MOTION : Établir un cadre mondial sur le salaire minimum


DELEGATION : LA REPUBLIQUE DE BURUNDI

Contexte général

Le salaire minimum constitue un outil central pour la promotion de la justice


sociale, la réduction des inégalités et la lutte contre la pauvreté. Dans un monde
globalisé où les chaînes d’approvisionnement traversent les frontières, les
écarts de salaires entre pays développés et pays en développement exposent
des millions de travailleurs à l’exploitation. Le salaire minimum varie
considérablement selon les pays, certains n’en possédant pas du tout, ce qui
favorise une "course au moins-disant social".

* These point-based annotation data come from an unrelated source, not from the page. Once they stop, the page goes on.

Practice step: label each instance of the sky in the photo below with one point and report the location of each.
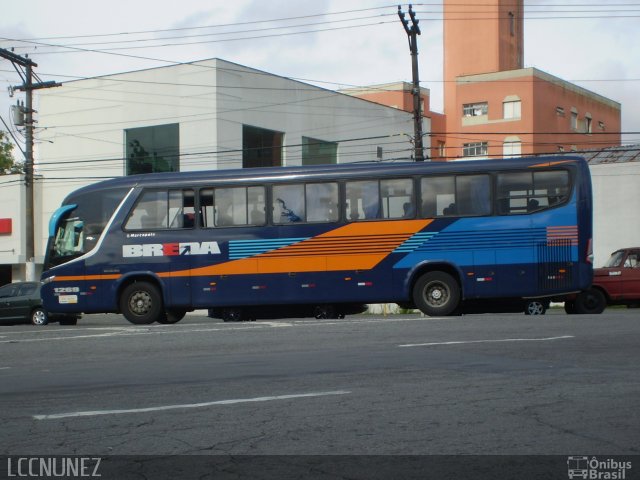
(329, 43)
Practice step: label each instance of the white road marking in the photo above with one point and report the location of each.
(188, 405)
(462, 342)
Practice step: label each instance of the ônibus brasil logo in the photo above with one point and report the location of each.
(170, 249)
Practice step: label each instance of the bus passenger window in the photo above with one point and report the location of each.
(256, 205)
(363, 200)
(288, 203)
(397, 198)
(514, 191)
(322, 202)
(438, 195)
(473, 195)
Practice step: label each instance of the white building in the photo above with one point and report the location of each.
(205, 115)
(215, 114)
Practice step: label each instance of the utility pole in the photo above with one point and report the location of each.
(28, 87)
(412, 33)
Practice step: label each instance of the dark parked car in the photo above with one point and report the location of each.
(21, 301)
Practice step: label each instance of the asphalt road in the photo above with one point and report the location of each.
(366, 385)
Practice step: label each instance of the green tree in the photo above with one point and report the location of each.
(7, 162)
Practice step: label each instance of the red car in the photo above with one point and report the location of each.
(617, 283)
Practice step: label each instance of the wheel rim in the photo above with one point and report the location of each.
(437, 294)
(591, 302)
(535, 308)
(140, 303)
(39, 317)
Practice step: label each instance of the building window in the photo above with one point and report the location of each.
(318, 152)
(588, 124)
(574, 119)
(475, 109)
(512, 149)
(261, 147)
(475, 149)
(512, 109)
(152, 149)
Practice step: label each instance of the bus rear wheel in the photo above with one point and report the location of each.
(590, 301)
(141, 303)
(436, 294)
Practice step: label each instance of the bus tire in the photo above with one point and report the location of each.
(436, 294)
(535, 307)
(570, 307)
(590, 301)
(324, 311)
(39, 316)
(141, 303)
(172, 316)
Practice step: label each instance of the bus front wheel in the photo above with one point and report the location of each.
(141, 303)
(172, 316)
(436, 294)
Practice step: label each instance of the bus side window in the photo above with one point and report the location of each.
(181, 208)
(438, 196)
(363, 200)
(256, 205)
(322, 202)
(288, 203)
(513, 192)
(473, 195)
(397, 198)
(206, 208)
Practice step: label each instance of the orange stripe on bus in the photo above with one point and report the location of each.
(331, 251)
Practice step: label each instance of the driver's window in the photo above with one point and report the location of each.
(632, 261)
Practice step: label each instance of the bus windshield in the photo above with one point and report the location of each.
(76, 226)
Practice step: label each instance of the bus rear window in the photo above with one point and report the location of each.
(162, 209)
(526, 192)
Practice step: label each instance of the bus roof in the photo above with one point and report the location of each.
(319, 172)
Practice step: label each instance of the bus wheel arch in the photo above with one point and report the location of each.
(140, 300)
(436, 290)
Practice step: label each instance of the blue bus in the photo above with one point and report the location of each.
(322, 240)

Le concept de cadre mondial sur le salaire minimum repose sur l’idée d’établir
des normes de base communes tout en respectant les particularités
économiques nationales. Il ne s'agit pas d'imposer un seuil uniforme, mais plutôt
de proposer des principes directeurs, incluant la consultation des partenaires
sociaux, l’adaptation au coût de la vie et à la productivité. L’objectif est de
garantir un niveau de vie décent à tous les travailleurs et d'éviter le dumping
social à l’échelle internationale.

Actions passé de L’ONU


L’Organisation internationale du travail (OIT), agence spécialisée des
Nations Unies, a pris plusieurs mesures importantes concernant la promotion
des salaires décents :

1. Convention n° 131 (1970)

Intitulée Convention sur la fixation des salaires minima, elle recommande aux
États membres d’établir un ou plusieurs salaires minimums par voie légale ou
par des mécanismes de négociation. Elle insiste sur :

 La nécessité d’un dialogue tripartite (gouvernement, employeurs,


travailleurs) ;
 L’adaptation au coût de la vie et aux besoins fondamentaux des
travailleurs et de leurs familles ;
 La révision régulière du montant du salaire minimum.

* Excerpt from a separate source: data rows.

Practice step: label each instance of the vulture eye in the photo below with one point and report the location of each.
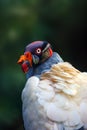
(38, 51)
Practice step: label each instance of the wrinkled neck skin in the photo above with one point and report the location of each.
(45, 66)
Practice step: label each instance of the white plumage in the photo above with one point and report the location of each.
(57, 100)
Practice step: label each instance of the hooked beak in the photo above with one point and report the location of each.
(25, 61)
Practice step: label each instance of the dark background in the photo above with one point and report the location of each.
(60, 22)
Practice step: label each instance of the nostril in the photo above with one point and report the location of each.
(25, 66)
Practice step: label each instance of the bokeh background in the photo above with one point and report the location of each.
(61, 22)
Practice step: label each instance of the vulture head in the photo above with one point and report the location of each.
(35, 53)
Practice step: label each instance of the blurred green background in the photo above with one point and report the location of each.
(61, 22)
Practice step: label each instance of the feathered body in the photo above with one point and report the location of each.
(55, 98)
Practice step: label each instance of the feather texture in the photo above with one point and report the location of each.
(56, 101)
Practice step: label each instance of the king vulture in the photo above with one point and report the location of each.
(55, 94)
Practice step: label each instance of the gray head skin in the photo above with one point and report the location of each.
(38, 58)
(45, 66)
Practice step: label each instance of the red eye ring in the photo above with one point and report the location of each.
(38, 51)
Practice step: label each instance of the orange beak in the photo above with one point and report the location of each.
(25, 61)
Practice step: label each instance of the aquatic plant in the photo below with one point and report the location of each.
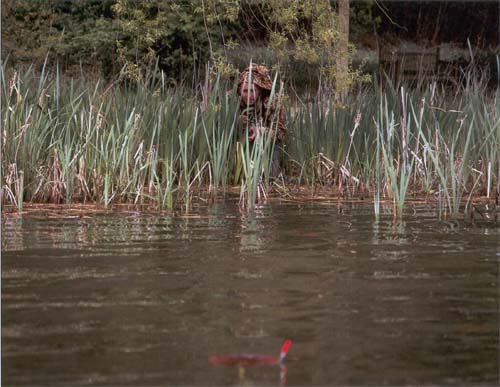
(69, 141)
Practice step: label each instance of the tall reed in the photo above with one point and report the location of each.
(70, 141)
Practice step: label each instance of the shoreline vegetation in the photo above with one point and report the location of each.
(73, 141)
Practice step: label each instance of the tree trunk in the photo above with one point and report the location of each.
(343, 55)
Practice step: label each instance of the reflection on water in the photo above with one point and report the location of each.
(129, 298)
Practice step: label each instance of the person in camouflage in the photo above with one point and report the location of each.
(259, 112)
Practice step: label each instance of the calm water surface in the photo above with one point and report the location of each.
(131, 299)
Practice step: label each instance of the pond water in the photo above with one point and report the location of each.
(124, 298)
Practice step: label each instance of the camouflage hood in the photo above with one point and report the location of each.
(260, 77)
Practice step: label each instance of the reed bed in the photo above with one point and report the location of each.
(74, 141)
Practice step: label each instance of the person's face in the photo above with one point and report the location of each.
(249, 93)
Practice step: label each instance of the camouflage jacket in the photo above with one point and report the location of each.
(265, 113)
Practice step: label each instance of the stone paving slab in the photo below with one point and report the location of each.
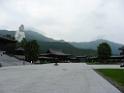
(65, 78)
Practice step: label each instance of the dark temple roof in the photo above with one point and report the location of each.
(55, 52)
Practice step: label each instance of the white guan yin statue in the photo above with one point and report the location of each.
(20, 34)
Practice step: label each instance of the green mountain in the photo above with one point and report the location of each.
(46, 43)
(94, 44)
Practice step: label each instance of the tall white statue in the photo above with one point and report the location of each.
(19, 35)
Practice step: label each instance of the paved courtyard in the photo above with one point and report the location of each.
(65, 78)
(106, 66)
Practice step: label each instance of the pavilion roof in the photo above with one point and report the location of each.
(55, 52)
(7, 39)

2. Déclarations de l’OIT sur la justice sociale (2008)

Cette déclaration affirme que le travail décent inclut un revenu équitable, ce qui
implique des salaires minimums équitables.

3. Objectifs de développement durable (ODD)

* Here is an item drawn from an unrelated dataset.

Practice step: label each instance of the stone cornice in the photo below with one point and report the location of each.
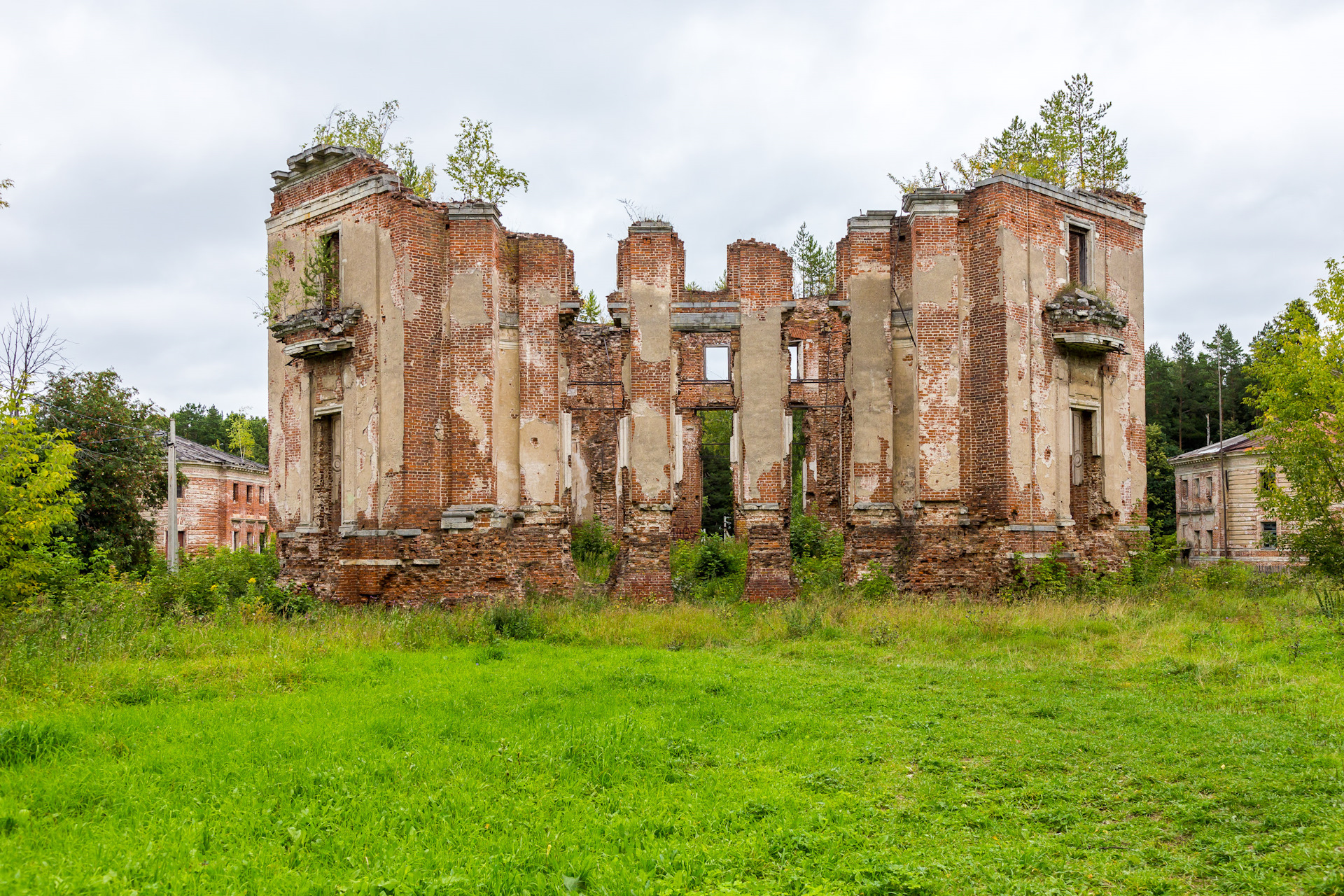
(1088, 202)
(331, 202)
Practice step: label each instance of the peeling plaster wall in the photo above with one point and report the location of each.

L’ODD 8.5 vise à assurer d’ici 2030 un travail décent et un salaire égal
pour un travail de valeur égale.

POLITIQUE ET PROPOSITIONS DE BURUNDI

III. Politique du Burundi

Le Burundi, pays à revenu faible, reconnaît l’importance du salaire minimum


dans le combat contre la pauvreté et l’injustice sociale. Un salaire minimum
interprofessionnel garanti existe au Burundi, mais son application est
limitée, en particulier dans les secteurs informels et ruraux qui représentent la
majorité de la main-d’œuvre.

Le gouvernement burundais est engagé dans une politique de révision du


salaire minimum afin qu’il reflète mieux le coût de la vie actuel. Cependant,
cette réforme se heurte à des contraintes budgétaires, au manque de
statistiques fiables et à une économie dominée par des activités agricoles non
structurées. Le Burundi soutient fermement une approche différenciée dans le
cadre mondial envisagé.

IV. Propositions

Le Burundi propose les éléments suivants pour l’établissement d’un cadre mondial juste et
efficace :

1. Un cadre mondial indicatif et souple, basé sur des principes communs :


consultation tripartite, transparence, révision régulière, adaptation au coût de la vie.
2. Un mécanisme d’assistance technique renforcé de l’OIT, destiné aux pays à
revenu faible pour développer leur système de fixation et de suivi des salaires
minimums.

Un fonds international de compensation, financé par des contributions


volontaires, pour soutenir les pays qui souhaitent augmenter leur salaire minimum
sans compromettre la compétitivité ou l’emploi.

3. Un observatoire régional africain des salaires pour collecter des données,


comparer les pratiques et formuler des recommandations adaptées au contexte
africain.
4. La sensibilisation des entreprises multinationales pour qu’elles respectent les
salaires minimums dans les pays où elles opèrent, conformément aux Principes
directeurs des Nations Unies sur les entreprises et les droits de l’homme.

CONCLUSION

Le Burundi appelle à une coopération internationale équitable, solidaire et respectueuse


des spécificités économiques de chaque pays.